Identification  Photo : Pierre Bannon,  Chateauguay, 2 mars 2008
Voici le petit oiseau brun qui arrive parmi les premiers migrateurs du printemps et sera avec nous jusqu’en octobre. Dès son arrivée, il s’installe à la cime des arbres pour chanter presque toute la journée. Son chant très mélodieux et vif, commence habituellement par 3-4 notes genre "tioui, tioui, tioui", suivi d’un gazouillis riche et varié. On le reconnaît avec une tache au centre de sa poitrine fortement rayée. On dit « le bruant chanteur, on voit son cœur ». Il porte une petite calotte brun-roux avec une bande grise au centre. Il a des sourcils gris, deux moustaches brunes et une longue queue. Lorsqu’il vole, le bruant chanteur agite la queue de haut en bas. Dans les Laurentides, on compte 14 sortes de bruants, souvent dans les champs ou les endroits buissonneux envahis par les mauvaises herbes. Pour les distinguer, mentionnons que le bruant familier et hudsonien ont une grande calotte rousse et une poitrine grise sans rayures. Le bruant des prés lui ressemble mais avec du jaune au sourcil et une queue encochée plus courte.

Habitat et nidification
Il habite partout au sud du Québec, dans les régions habitées, jusqu’aux Iles de la Madeleine. Il fait son nid au sol, dans un buisson ou un petit arbuste, rarement dans les forêts matures. L’extérieur est composé de brins d’herbe, de plantes, de morceaux d’écorce et de feuilles. L’intérieur est tapissé d’herbes plus fines, de racines et de poils. La femelle assure seule l'incubation des 3 à 5 œufs pendant 12-13 jours. Le mâle la nourrit pendant ce temps.
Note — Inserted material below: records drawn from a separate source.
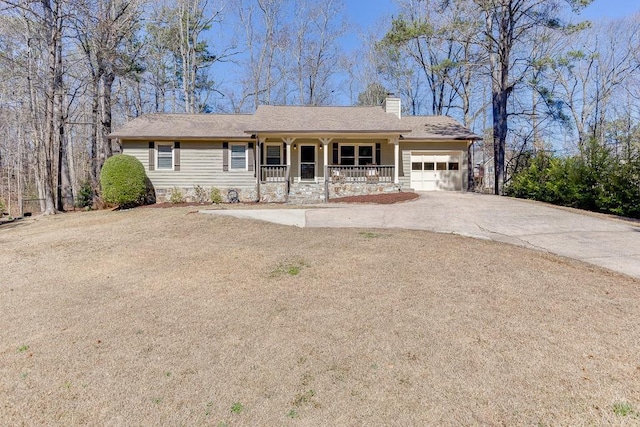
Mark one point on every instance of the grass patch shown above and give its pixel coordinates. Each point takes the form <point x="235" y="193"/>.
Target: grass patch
<point x="304" y="398"/>
<point x="624" y="409"/>
<point x="355" y="333"/>
<point x="289" y="268"/>
<point x="370" y="234"/>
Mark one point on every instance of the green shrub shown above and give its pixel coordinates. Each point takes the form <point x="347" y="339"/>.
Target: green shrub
<point x="123" y="181"/>
<point x="85" y="195"/>
<point x="596" y="179"/>
<point x="216" y="196"/>
<point x="176" y="196"/>
<point x="201" y="195"/>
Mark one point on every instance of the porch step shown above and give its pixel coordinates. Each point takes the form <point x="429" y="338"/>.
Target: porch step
<point x="306" y="193"/>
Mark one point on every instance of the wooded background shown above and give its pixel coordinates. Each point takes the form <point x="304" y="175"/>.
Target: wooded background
<point x="529" y="75"/>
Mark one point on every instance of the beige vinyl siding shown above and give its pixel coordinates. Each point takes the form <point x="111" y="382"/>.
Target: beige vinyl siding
<point x="406" y="147"/>
<point x="200" y="164"/>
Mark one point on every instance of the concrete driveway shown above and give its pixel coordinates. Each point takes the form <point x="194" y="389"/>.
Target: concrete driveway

A la naissance, les petits sont nourris par les deux parents qui le feront aussi pendant 10-12 jours après la sortie du nid. En octobre ils nous quittent pour le sud des États-Unis jusqu’au Mexique.

Comportement
Le mâle revendique un terrain de 50 mètres de coté, soit 2500 mètres carrés pour établir sa propriété. En s’installant bien en vue, il chante pour attirer une femelle et plus tard pour identifier son territoire. En mai, pendant la parade nuptiale, le mâle pique en direction de la femelle qui pour montrer son accord, émet une trille. Fait intéressant à signaler, les bruants chanteurs mâles d’une même région possèdent un répertoire de chants qui leur sont propres. Ainsi, les airs émis par les oiseaux de la région de Montréal se ressemblent entre eux, mais diffèrent beaucoup de ceux de la région de Québec ou des Laurentides. L’étendue du répertoire des chants varie aussi car les oiseaux de Montréal ont 7 à 11 chants, ceux de New-York en ont jusqu’à 20. Nous comprenons mieux pourquoi nos experts ont parfois des doutes lors de l’identification au chant…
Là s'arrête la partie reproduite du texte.